John Locke: political theorist arguing for government by consent and the right to replace oppressive rulers.
Thomas Hobbes: political theorist arguing for a strong sovereign to prevent a violent state of nature.
Charles II: Restoration monarch, whose rule features tensions with Parliament and concerns about legitimacy.
James II/James III and the Jacobites: remnants of the Stuart claim to the throne and the long-running dynastic conflict.
George I and the Hanoverian dynasty: establish a constitutional framework with parliamentary supremacy.
Bonnie Prince Charlie (Charles Edward Stuart): leader of the 1745 Jacobite rising.
The Graves article and the Donegan article: course readings referenced to ground the discussion in scholarly interpretation.
Connections to broader themes and implications
The episodes illustrate a persistent debate about legitimacy: divine right versus popular consent; hereditary rule versus government by the people’s representatives.
The period showcases the transition from a world where kings governed by prerogative to a world where law, Parliament, and public opinion shape governance.
The rise of a hybrid aristocratic–bourgeois elite and the changing nature of political power foreshadows later economic and political developments, including the social and political changes before the French Revolution.
The discussion of land ownership in Ireland foreshadows long-standing conflicts in Ireland and the political consequences of imperial land policy.
Locke’s and Hobbes’s ideas provide intellectual foundations for later liberal democracies and for the American constitutional tradition; Locke’s emphasis on consent and the right to replace oppressive governments becomes especially influential in the Atlantic world.
Summary takeaways for exam readiness
The Stuart restoration reopens a contested legitimacy framework, leading to ongoing political philosophy debates about sovereignty, consent, and rule of law.
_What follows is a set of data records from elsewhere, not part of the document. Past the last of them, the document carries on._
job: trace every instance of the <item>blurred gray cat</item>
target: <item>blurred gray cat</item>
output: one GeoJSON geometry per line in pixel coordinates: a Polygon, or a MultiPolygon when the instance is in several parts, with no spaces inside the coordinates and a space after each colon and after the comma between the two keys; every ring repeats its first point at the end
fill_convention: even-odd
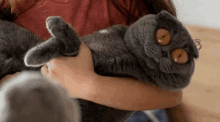
{"type": "Polygon", "coordinates": [[[39,72],[22,72],[0,89],[0,122],[80,122],[78,101],[39,72]]]}
{"type": "MultiPolygon", "coordinates": [[[[10,32],[13,34],[10,37],[4,34],[6,39],[0,41],[1,77],[21,70],[38,70],[58,56],[76,56],[83,41],[91,49],[96,73],[134,77],[165,90],[180,90],[190,83],[194,59],[199,56],[186,28],[166,11],[146,15],[131,26],[115,25],[82,38],[60,17],[49,17],[46,25],[52,37],[45,42],[15,24],[0,23],[14,28],[0,28],[3,33],[15,31],[10,32]]],[[[82,99],[78,101],[82,122],[124,122],[133,113],[82,99]]],[[[25,117],[22,121],[26,122],[25,117]]]]}

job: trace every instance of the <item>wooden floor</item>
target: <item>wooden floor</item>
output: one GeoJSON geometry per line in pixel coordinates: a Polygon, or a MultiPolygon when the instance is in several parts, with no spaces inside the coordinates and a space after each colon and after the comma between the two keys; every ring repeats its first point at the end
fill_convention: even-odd
{"type": "Polygon", "coordinates": [[[202,49],[192,82],[183,90],[184,117],[188,122],[220,122],[220,30],[186,27],[202,40],[202,49]]]}

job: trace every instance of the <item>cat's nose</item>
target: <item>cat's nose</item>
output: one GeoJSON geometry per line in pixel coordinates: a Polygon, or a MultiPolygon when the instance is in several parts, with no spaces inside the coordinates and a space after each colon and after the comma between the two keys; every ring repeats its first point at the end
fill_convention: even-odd
{"type": "Polygon", "coordinates": [[[157,63],[160,62],[160,59],[161,59],[162,57],[165,57],[165,58],[168,57],[168,53],[167,53],[166,51],[161,51],[161,52],[162,52],[161,57],[160,57],[160,58],[155,58],[155,59],[154,59],[157,63]]]}
{"type": "Polygon", "coordinates": [[[168,53],[165,51],[162,51],[162,57],[168,57],[168,53]]]}

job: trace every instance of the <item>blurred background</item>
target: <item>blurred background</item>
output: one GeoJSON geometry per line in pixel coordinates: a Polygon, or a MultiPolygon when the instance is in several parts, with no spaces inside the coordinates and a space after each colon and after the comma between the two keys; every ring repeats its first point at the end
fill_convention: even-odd
{"type": "Polygon", "coordinates": [[[202,41],[202,49],[182,103],[168,112],[171,122],[220,122],[220,0],[173,2],[179,20],[202,41]]]}
{"type": "Polygon", "coordinates": [[[173,0],[184,23],[220,29],[220,0],[173,0]]]}

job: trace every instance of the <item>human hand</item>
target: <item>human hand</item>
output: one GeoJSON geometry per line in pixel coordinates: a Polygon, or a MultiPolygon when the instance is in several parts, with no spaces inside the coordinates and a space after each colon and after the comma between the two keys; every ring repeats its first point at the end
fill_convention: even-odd
{"type": "Polygon", "coordinates": [[[0,84],[2,84],[3,82],[5,82],[6,80],[18,75],[19,72],[16,72],[15,74],[10,74],[10,75],[6,75],[5,77],[3,77],[1,80],[0,80],[0,84]]]}
{"type": "Polygon", "coordinates": [[[89,92],[91,81],[97,75],[91,51],[83,42],[76,57],[55,58],[41,68],[41,73],[53,82],[59,82],[75,97],[83,97],[81,95],[89,92]]]}
{"type": "Polygon", "coordinates": [[[9,4],[9,6],[11,6],[11,13],[16,13],[16,14],[29,9],[36,2],[37,0],[7,0],[5,1],[6,4],[9,4]]]}

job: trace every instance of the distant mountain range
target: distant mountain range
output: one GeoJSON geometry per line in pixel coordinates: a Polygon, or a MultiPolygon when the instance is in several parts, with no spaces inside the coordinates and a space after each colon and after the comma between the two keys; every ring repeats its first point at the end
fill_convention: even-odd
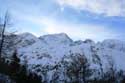
{"type": "MultiPolygon", "coordinates": [[[[4,49],[6,55],[11,55],[13,49],[17,49],[21,64],[26,64],[29,71],[47,79],[48,83],[55,72],[54,67],[61,65],[62,60],[70,62],[70,55],[84,55],[87,58],[89,68],[94,71],[92,78],[99,78],[111,68],[115,73],[123,71],[125,75],[125,42],[119,40],[95,43],[90,39],[73,41],[65,33],[40,37],[23,33],[6,36],[4,49]]],[[[63,72],[63,68],[59,68],[63,72]]],[[[63,78],[64,74],[60,73],[60,76],[63,78]]]]}

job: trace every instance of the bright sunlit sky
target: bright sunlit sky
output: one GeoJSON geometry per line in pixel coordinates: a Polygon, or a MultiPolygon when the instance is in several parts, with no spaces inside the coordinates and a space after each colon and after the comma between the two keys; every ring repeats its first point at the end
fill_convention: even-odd
{"type": "Polygon", "coordinates": [[[125,0],[0,0],[18,32],[66,33],[74,40],[125,40],[125,0]]]}

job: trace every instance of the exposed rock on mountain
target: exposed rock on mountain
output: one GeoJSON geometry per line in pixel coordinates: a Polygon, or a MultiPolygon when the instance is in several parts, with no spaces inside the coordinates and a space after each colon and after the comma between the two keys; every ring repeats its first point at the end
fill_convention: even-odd
{"type": "Polygon", "coordinates": [[[111,68],[115,74],[120,71],[123,71],[123,75],[125,73],[125,43],[119,40],[98,43],[92,40],[73,41],[64,33],[39,38],[25,33],[7,36],[6,39],[13,42],[7,46],[11,49],[6,47],[7,53],[10,54],[13,48],[17,49],[21,64],[26,64],[29,71],[37,73],[43,80],[47,79],[48,83],[52,81],[55,72],[59,74],[58,81],[64,79],[63,62],[70,63],[71,58],[78,55],[86,57],[92,70],[91,78],[100,78],[111,68]]]}

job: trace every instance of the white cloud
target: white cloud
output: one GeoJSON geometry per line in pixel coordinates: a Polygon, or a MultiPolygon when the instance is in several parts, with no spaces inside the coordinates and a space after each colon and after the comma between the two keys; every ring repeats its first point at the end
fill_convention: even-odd
{"type": "Polygon", "coordinates": [[[71,6],[77,10],[85,10],[106,16],[125,16],[124,0],[56,0],[61,6],[71,6]]]}
{"type": "Polygon", "coordinates": [[[75,40],[93,39],[95,41],[102,41],[104,39],[114,39],[117,36],[109,28],[98,25],[66,24],[51,19],[44,19],[42,23],[45,25],[44,31],[46,33],[66,33],[75,40]]]}
{"type": "MultiPolygon", "coordinates": [[[[99,25],[92,24],[67,24],[62,23],[61,21],[56,21],[51,17],[46,16],[35,16],[35,15],[25,15],[20,13],[14,13],[14,16],[21,22],[25,21],[27,23],[33,23],[41,27],[41,31],[35,32],[33,31],[33,27],[23,28],[22,31],[31,32],[37,36],[45,35],[45,34],[54,34],[54,33],[66,33],[71,38],[78,39],[93,39],[95,41],[102,41],[104,39],[116,39],[117,34],[110,30],[110,28],[106,28],[99,25]]],[[[23,25],[22,25],[23,26],[23,25]]],[[[29,26],[30,27],[30,26],[29,26]]],[[[39,27],[39,28],[40,28],[39,27]]],[[[34,27],[37,29],[37,27],[34,27]]]]}

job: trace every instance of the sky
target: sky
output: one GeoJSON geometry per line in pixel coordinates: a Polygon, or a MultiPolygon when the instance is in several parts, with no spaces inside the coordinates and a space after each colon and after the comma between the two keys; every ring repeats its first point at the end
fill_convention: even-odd
{"type": "Polygon", "coordinates": [[[6,11],[18,33],[125,41],[125,0],[0,0],[0,15],[6,11]]]}

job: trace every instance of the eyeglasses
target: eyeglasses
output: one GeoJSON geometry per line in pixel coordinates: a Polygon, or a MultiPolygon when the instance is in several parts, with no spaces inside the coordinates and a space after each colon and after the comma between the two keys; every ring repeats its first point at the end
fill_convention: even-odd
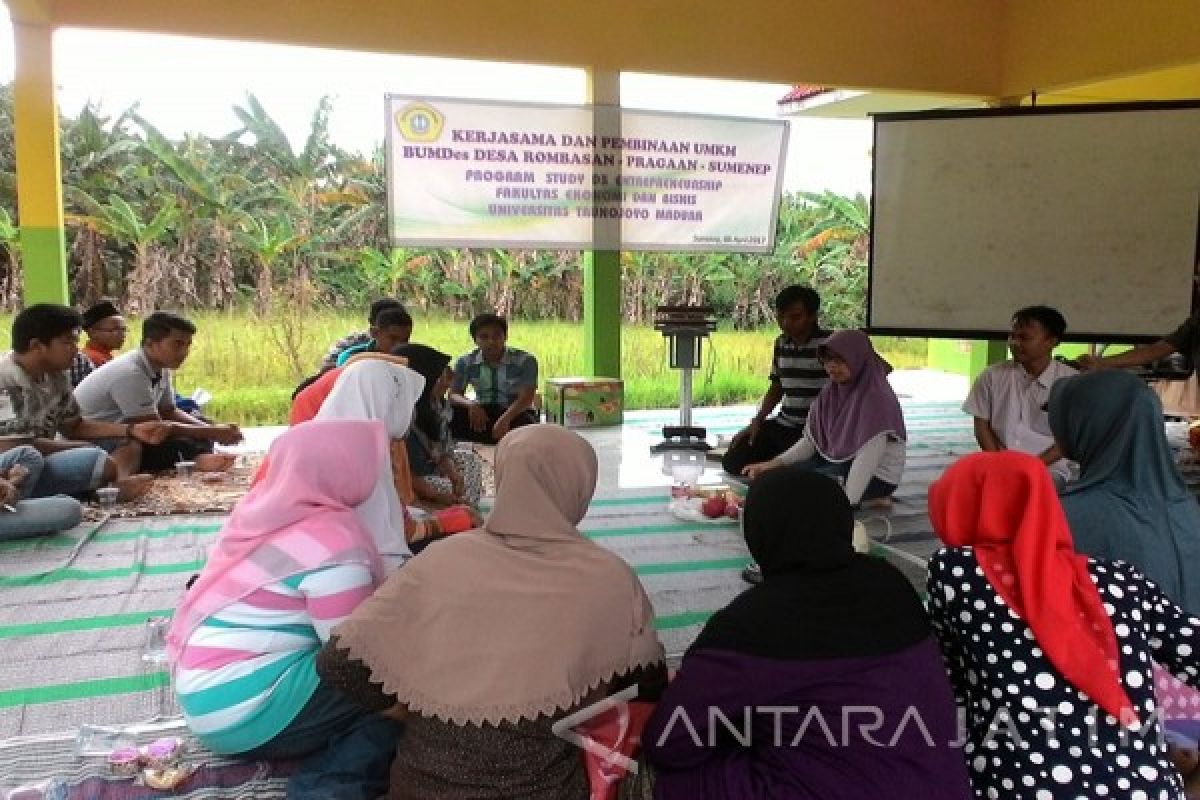
{"type": "Polygon", "coordinates": [[[116,328],[92,328],[94,333],[129,333],[129,328],[121,325],[116,328]]]}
The Glorious Revolution (1688–1690) solidifies parliamentary sovereignty and places taxes and laws under parliamentary control, signaling a major constitutional shift toward limited monarchy.
The Act of Union (1707) creates the United Kingdom, reinforcing a unified political structure across England and Scotland.
The Hanoverian succession establishes a durable constitutional framework, with Parliament often driving policy and Ministers handling day-to-day governance; the monarch’s role becomes largely ceremonial with practical political influence.
Jacobite risings (1715, 1745–46) illustrate the enduring tension between dynastic legitimacy, religious identity, and national political order, ultimately reinforcing the Hanoverian settlement after a decisive military defeat at Culloden in -04-16.
Across these episodes, a pattern emerges: a gradual move from absolutist possibilities toward constitutional arrangements grounded in law, consent, and shared governance, shaping Britain’s political evolution and leaving a lasting legacy on liberal political thought and the Atlantic world.